Architecture¶
touchstone is a small, layered pipeline. A Run expands a matrix into Cells; each Cell flows through preparation → execution → grading, writing its own artifacts. The whole design is organized around one contract — the Trace — and one principle — hold everything constant except the model.
The cell lifecycle¶
┌──────────────────────── one Cell ────────────────────────┐
Case ──┐ │ │
Matrix ─┼─▶ expand ▶ Cell ▶ Sandbox ▶ Environment ▶ setup ▶ Harness ▶ Trace ▶ Graders ▶ result.json
Trials ─┘ │ (copy/ (per-cell (stub/ (drives (normalized (scored) │
│ clone/ venv or run) a model) events) │
│ worktree) container) │
└────────────────────────────────────────────────────────────┘
│
Reachability preflight ◀─┘ (probe external repos before any work)
▼
report.md + manifest.json
Layers¶
| Layer | Responsibility | Code |
|---|---|---|
| Config | Parse & validate case.yaml (pydantic) |
config.py |
| Runner | Expand the matrix, orchestrate cells, resume, parallelize | runner.py, concurrency.py |
| Reachability | Preflight external repos; apply the availability policy | reachability.py |
| Sandbox | Prepare an isolated working tree per cell | sandbox.py |
| Environment | Provision a per-cell venv / project install | environment.py, setup.py |
| Executor | Run a Cell's work — provisioning, graders, and (opt-in) the Harness — on the host or in a sandbox | executor.py |
| Harness | Drive a model, emit a Trace | harness/ |
| Trace | The normalized event stream + sink | trace.py |
| Interaction | Answer agent-initiated requests | interaction/ |
| Grader | Turn a result into a Score | grader/ |
| Report / Export | Render comparisons; map to LangFuse | report.py, export/ |
Two contracts hold it together¶
- The Trace — every Harness Adapter translates its native events into one vendor-neutral
schema. Graders and the LangFuse export depend on the Trace, never on ACP or a vendor SDK.

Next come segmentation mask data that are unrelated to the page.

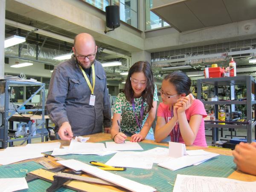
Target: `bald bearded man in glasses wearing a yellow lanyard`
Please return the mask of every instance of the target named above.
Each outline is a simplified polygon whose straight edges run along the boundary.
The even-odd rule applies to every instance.
[[[55,123],[55,137],[110,132],[111,108],[102,64],[95,60],[97,46],[87,33],[76,35],[72,57],[52,73],[46,107]]]

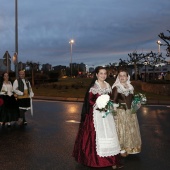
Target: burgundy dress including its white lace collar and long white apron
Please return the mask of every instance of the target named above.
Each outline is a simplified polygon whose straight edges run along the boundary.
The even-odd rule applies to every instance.
[[[89,113],[80,123],[73,150],[75,160],[90,167],[119,165],[120,145],[113,116],[102,118],[102,113],[96,110],[96,99],[111,93],[110,85],[105,83],[107,88],[101,88],[96,80],[89,90]]]

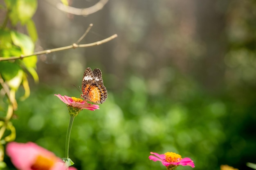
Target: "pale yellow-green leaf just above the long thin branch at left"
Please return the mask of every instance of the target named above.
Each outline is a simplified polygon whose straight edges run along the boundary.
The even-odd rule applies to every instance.
[[[20,47],[22,54],[26,55],[34,52],[34,43],[27,35],[11,31],[11,39],[13,44]]]

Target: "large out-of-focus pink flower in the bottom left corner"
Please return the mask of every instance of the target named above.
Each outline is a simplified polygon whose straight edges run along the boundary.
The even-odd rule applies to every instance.
[[[26,144],[11,142],[7,144],[7,155],[19,170],[66,170],[67,166],[54,153],[33,142]],[[69,168],[76,170],[76,168]]]

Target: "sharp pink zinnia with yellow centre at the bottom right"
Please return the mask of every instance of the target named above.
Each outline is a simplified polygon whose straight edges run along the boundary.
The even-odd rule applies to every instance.
[[[177,166],[182,165],[182,166],[191,166],[192,168],[195,168],[194,162],[190,159],[190,158],[183,158],[177,154],[177,153],[173,153],[173,152],[167,152],[165,154],[158,154],[158,153],[153,153],[150,152],[150,155],[148,158],[152,161],[161,161],[162,164],[164,166],[166,166],[166,168],[168,170],[173,170],[175,169]]]

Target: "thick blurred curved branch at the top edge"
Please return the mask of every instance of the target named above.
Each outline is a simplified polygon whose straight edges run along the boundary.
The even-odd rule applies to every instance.
[[[97,4],[93,5],[92,7],[83,8],[83,9],[70,7],[70,6],[66,6],[64,4],[59,3],[57,4],[57,8],[60,9],[61,11],[64,11],[66,13],[71,13],[74,15],[90,15],[92,13],[95,13],[101,10],[107,2],[108,0],[100,0],[99,2],[97,2]]]

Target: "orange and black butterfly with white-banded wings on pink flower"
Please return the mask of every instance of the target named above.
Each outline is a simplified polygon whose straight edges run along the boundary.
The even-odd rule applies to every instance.
[[[101,104],[108,98],[108,92],[103,85],[102,73],[99,68],[92,71],[90,67],[86,68],[83,74],[81,97],[85,100]]]

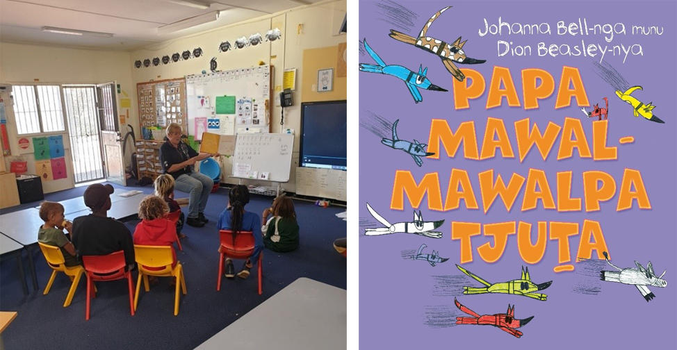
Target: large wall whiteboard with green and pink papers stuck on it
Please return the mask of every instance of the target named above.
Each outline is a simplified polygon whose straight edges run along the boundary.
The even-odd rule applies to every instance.
[[[272,66],[186,76],[188,134],[270,133]]]

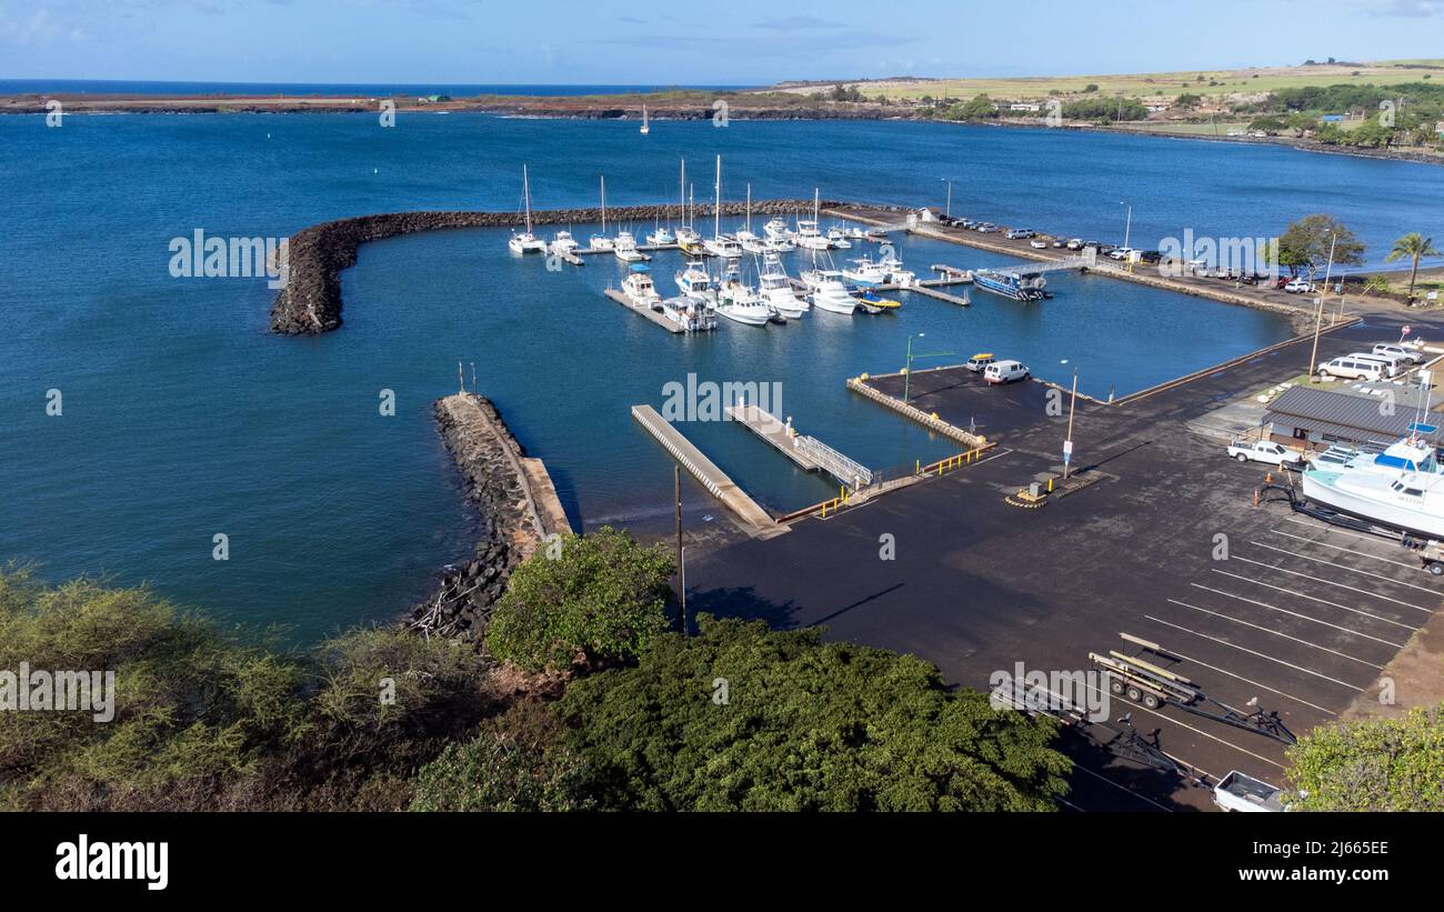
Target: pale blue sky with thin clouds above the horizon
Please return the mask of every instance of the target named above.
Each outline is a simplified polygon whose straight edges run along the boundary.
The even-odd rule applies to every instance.
[[[1444,55],[1444,0],[0,0],[0,78],[765,84]]]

This is what lets a new Adapter (the
openailoop, a future Claude SDK adapter) slot in without touching graders. - The Executor seam — provisioning, setup, the command/test graders, and (opt-in, ADR 0014)

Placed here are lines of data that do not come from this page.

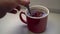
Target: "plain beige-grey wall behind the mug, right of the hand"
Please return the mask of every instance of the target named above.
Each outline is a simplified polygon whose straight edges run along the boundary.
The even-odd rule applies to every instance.
[[[60,9],[60,0],[31,0],[31,5],[40,4],[52,9]]]

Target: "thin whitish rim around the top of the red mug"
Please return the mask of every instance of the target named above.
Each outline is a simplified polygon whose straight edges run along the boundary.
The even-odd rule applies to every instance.
[[[46,10],[47,14],[45,16],[43,16],[43,17],[32,17],[32,16],[29,16],[27,14],[28,9],[26,9],[25,10],[26,11],[25,14],[26,14],[27,17],[30,17],[30,18],[33,18],[33,19],[41,19],[41,18],[44,18],[44,17],[49,15],[49,9],[47,7],[45,7],[45,6],[42,6],[42,5],[33,5],[33,6],[30,6],[30,8],[32,8],[32,7],[42,7],[42,8],[44,8]]]

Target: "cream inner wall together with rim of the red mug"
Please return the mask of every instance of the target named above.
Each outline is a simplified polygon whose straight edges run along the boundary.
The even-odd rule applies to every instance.
[[[46,13],[46,15],[41,16],[41,17],[32,17],[32,16],[30,16],[30,14],[28,14],[29,12],[28,12],[28,10],[26,9],[26,11],[27,11],[27,12],[26,12],[26,16],[28,16],[28,17],[30,17],[30,18],[40,19],[40,18],[44,18],[44,17],[48,16],[48,14],[49,14],[49,10],[48,10],[46,7],[41,6],[41,5],[31,6],[30,9],[42,9],[42,10],[44,10],[43,12]]]

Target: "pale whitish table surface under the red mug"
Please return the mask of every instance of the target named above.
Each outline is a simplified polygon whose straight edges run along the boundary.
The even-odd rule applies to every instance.
[[[23,16],[25,19],[25,16]],[[29,32],[27,25],[21,22],[19,12],[0,19],[0,34],[34,34]],[[47,29],[41,34],[60,34],[60,14],[50,13]]]

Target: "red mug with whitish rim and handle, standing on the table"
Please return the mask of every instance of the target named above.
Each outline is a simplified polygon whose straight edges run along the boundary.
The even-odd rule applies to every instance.
[[[31,6],[30,9],[43,9],[46,14],[42,17],[32,17],[28,14],[28,10],[26,9],[25,12],[21,12],[20,13],[20,19],[21,21],[23,21],[24,23],[27,24],[28,26],[28,29],[31,31],[31,32],[34,32],[34,33],[41,33],[41,32],[44,32],[45,29],[46,29],[46,25],[47,25],[47,18],[48,18],[48,14],[49,14],[49,10],[44,7],[44,6],[41,6],[41,5],[34,5],[34,6]],[[24,14],[26,16],[26,20],[27,21],[24,21],[22,19],[22,14]]]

the Harness itself run through one
run(argv, cwd, env)+ filesystem interface, so a sandbox backend (a local docker container, or a Harbor sandbox — Daytona/Modal/E2B/Runloop/GKE — viabackend: harbor) is a swap, not a rewrite.
Why these shapes¶
Each non-obvious choice is recorded as an ADR. Start here:
- 0001 · Responder-mediated interaction — keep the agent the only variable when answering its requests.

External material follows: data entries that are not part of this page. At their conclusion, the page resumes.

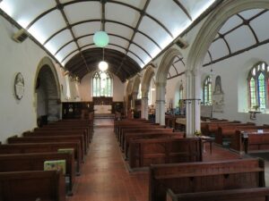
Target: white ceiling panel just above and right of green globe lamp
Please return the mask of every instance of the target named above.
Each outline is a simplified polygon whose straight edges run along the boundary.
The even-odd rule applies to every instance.
[[[106,31],[111,34],[116,34],[118,36],[130,39],[134,33],[133,29],[130,29],[124,25],[117,23],[106,23]]]

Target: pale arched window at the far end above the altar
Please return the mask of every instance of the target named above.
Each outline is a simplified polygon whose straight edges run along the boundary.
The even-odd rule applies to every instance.
[[[96,71],[92,76],[92,96],[112,96],[112,79],[107,71]]]

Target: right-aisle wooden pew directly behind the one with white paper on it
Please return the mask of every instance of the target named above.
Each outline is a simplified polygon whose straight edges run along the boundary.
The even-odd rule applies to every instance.
[[[245,126],[256,125],[253,122],[220,124],[217,132],[215,133],[215,143],[222,145],[223,138],[230,139],[234,135],[237,128]]]

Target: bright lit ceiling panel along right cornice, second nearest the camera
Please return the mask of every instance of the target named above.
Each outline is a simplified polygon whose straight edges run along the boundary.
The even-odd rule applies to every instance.
[[[178,4],[173,1],[151,1],[146,12],[158,21],[161,21],[174,38],[178,37],[182,30],[187,28],[191,22],[187,15],[178,7]]]

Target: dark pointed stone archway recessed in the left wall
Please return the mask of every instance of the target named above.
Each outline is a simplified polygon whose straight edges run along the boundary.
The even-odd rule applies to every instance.
[[[57,121],[61,117],[60,88],[55,65],[48,57],[39,62],[34,86],[38,124]]]

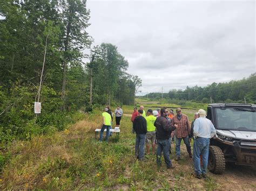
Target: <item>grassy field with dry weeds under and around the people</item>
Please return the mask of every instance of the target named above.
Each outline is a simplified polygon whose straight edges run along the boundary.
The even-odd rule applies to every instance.
[[[124,106],[123,110],[131,114],[132,107]],[[183,112],[192,119],[194,110]],[[102,125],[100,113],[84,115],[82,121],[65,131],[14,143],[9,150],[10,160],[0,175],[0,189],[256,189],[256,174],[251,169],[230,168],[223,175],[209,173],[205,180],[193,178],[192,159],[184,145],[181,160],[172,160],[174,169],[166,169],[164,161],[157,168],[156,155],[145,155],[145,161],[136,160],[135,135],[127,116],[122,118],[119,139],[113,134],[109,143],[100,143],[94,133]]]

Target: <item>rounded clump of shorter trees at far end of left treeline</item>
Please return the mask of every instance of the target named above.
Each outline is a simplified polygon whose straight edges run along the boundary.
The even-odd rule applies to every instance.
[[[128,62],[117,47],[103,43],[93,49],[91,58],[87,70],[93,77],[93,103],[132,105],[142,81],[126,73]]]

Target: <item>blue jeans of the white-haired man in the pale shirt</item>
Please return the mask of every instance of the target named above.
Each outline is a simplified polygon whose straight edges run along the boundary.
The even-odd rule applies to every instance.
[[[210,139],[198,137],[194,139],[194,151],[193,151],[193,161],[194,161],[194,171],[196,174],[206,174],[208,165],[208,155],[209,155],[209,145]],[[203,169],[200,165],[200,155],[203,157]]]

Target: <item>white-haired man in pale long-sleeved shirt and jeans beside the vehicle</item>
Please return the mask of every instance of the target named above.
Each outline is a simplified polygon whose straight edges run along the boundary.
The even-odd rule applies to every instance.
[[[199,109],[199,118],[194,121],[194,176],[206,178],[210,139],[216,135],[212,122],[206,118],[206,111]],[[203,156],[203,169],[200,165],[200,155]]]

- 0002 · Parallel-safe store & isolation — per-cell
result.jsonas the source of truth. - 0003 · ACP as the single rich adapter (superseded by 0010) — one protocol for many agents…
- 0006 · Native stream-json Claude adapter — …but ACP is not the only rich path.
- 0009 · OpenAI-compatible in-process adapter — the rich path that needs no vendor CLI.
- 0010 · Rich-adapter substrate — three rich adapters now, so the shared concerns get one home.
- 0004 · Per-cell environment · 0005 · Pluggable provisioning & executor — reproducible, isolated dependencies.
- 0007 · Fixtures repo source & hidden — contamination-proof graded assets.
- 0008 · Reachability & availability policy — a missing private repo can never silently shrink the benchmark.
Repository layout¶
src/touchstone/ the framework (config, harness/, grader/, interaction/, runner, report, cli)
evals/ public example cases (run with the bundled `echo` or any harness)
evals-private/ your held-out, never-committed cases (git-ignored)
docs/ this site (+ ADRs under docs/adr/)
The canonical glossary lives in
CONTEXT.md; this site's
Concepts page is the readable digest.